5.2 - Parametric Functions¶

In this section, I sampled a parametric function to generate a point cloud for a desired object. The parametric function (given some value of $\Theta$ and $\Phi$) gives a 3D point that we can add to our point-cloud. To render a Torus (i.e. a Donut), I used the following parametric equations:

$$ \begin{aligned} x &= (R + r \sin(\Theta)) \cos(\Phi) \\ y &= (R + r \sin(\Theta)) \sin(\Phi) \\ z &= r \cos(\Theta) \end{aligned} \qquad \text{where } \Theta \in [0, 2\pi], \ \Phi \in [0, 2\pi]. $$

Here:

R = Distance from the center of the donut-hole to the center of the tube
r = Radius of the tube

As we sample more points from this parametric function, we get a better, more filled-in looking point cloud. Below you can see the results for different levels of sampling:

Num_samples = 50, 100 and 200 respectively

(This determines a num_samples x num_samples grid of $\Theta \Phi$ values)

I then did the same for an umbilic torus, which is a variation of a torus with the following parametric equations:

$$ \begin{aligned} x &= \sin(\theta)\,\Big(7 + \cos\!\Big(\tfrac{\theta}{3} - 2\phi\Big) + 2\cos\!\Big(\tfrac{\theta}{3} + \phi\Big)\Big) \\ y &= \cos(\theta)\,\Big(7 + \cos\!\Big(\tfrac{\theta}{3} - 2\phi\Big) + 2\cos\!\Big(\tfrac{\theta}{3} + \phi\Big)\Big) \\ z &= \sin\!\Big(\tfrac{\theta}{3} - 2\phi\Big) + 2\sin\!\Big(\tfrac{\theta}{3} + \phi\Big) \end{aligned} \qquad \text{where } \theta, \phi \in [-\pi, \pi]. $$

Num_samples = 50, 200 and 500 respectively:

5.3 - Implicit Surfaces¶

In this section, we are similarly rendering 3D objects but now using implicit surfaces rather than parametric equations. This requires:

Defining an implicit function F(x,y,z) which evaluates to 0 when (x,y,z) are on the surface of the 3d object. (Negative values mean we're inside the object, positive values mean we're outside).
Discretizing the 3D space into voxels (of some desired resolution)
Evaluating the implicit function at those voxel locations and storing the resultant values
Using marching cubes to extract the mesh which corresponds to the 0-level set
Converting the marching cubes retrieved coordinates into world space (instead of the grid space)
Rendering this mesh.

I rendered the mesh of a Torus for different voxel-resolutions. The implicit function is as follows:

$$ F(x,y,z) = \left(\sqrt{x^2 + y^2} - R\right)^2 + z^2 - r^2 $$

We can see how dramatically different the first and last renders are.

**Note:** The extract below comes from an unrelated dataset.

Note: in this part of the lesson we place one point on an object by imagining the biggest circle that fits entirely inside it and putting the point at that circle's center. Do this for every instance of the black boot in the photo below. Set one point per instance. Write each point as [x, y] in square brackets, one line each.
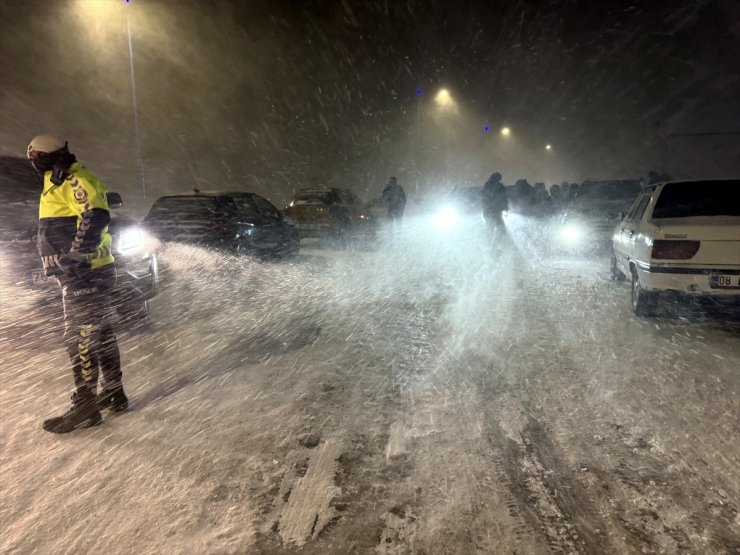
[83, 413]
[114, 399]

Voxel resolutions are: $16^{3}, 64^{3}, 128^{3}$ respectively:

Doing the same for a heart-shaped object, with implicit function:

$$ F(x,y,z) \;=\; \Big(x^2 + \tfrac{9}{4}y^2 + z^2 - 1\Big)^3 \;-\; x^2 z^3 \;-\; \tfrac{9}{80} y^2 z^3 $$

I also did a color interpolation along the z-axis going from pink to red.

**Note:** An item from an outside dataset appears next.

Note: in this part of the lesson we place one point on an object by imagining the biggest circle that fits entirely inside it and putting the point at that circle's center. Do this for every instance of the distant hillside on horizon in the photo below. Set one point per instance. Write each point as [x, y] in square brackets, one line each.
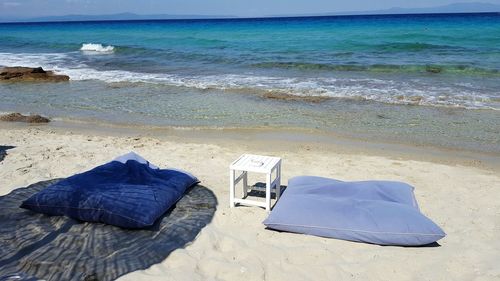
[473, 7]
[116, 17]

Voxel resolution is $128^{3}$:

Now that I've rendered the Torus using both parametric equations and implicit functions, here are some trade offs of the 2 approaches:

Parametric functions are faster to render and require much less memory generally. This is because you're not computing any connectivity between the points and just rendering a few hundred/thousand points.
Implicit functions will require creating a large voxel grid (much more memorage usage), and will be slower since you have to evaluate at each voxel location, run marching cubes, and then render.
However, the meshes (which we get from implicit functions) are generally of higher quality since they have connectivity, so the objects look more solid/true to their original, rather than a collection of points.
Point clouds/parametric equations are also simpler and have higher ease of use, since we can just sample and render without any intermittent steps (i.e. marching cubes for implicit functions), but the meshes obtained from implicit functions may be useful for downstream use cases like ray tracing, shading, simulations, etc.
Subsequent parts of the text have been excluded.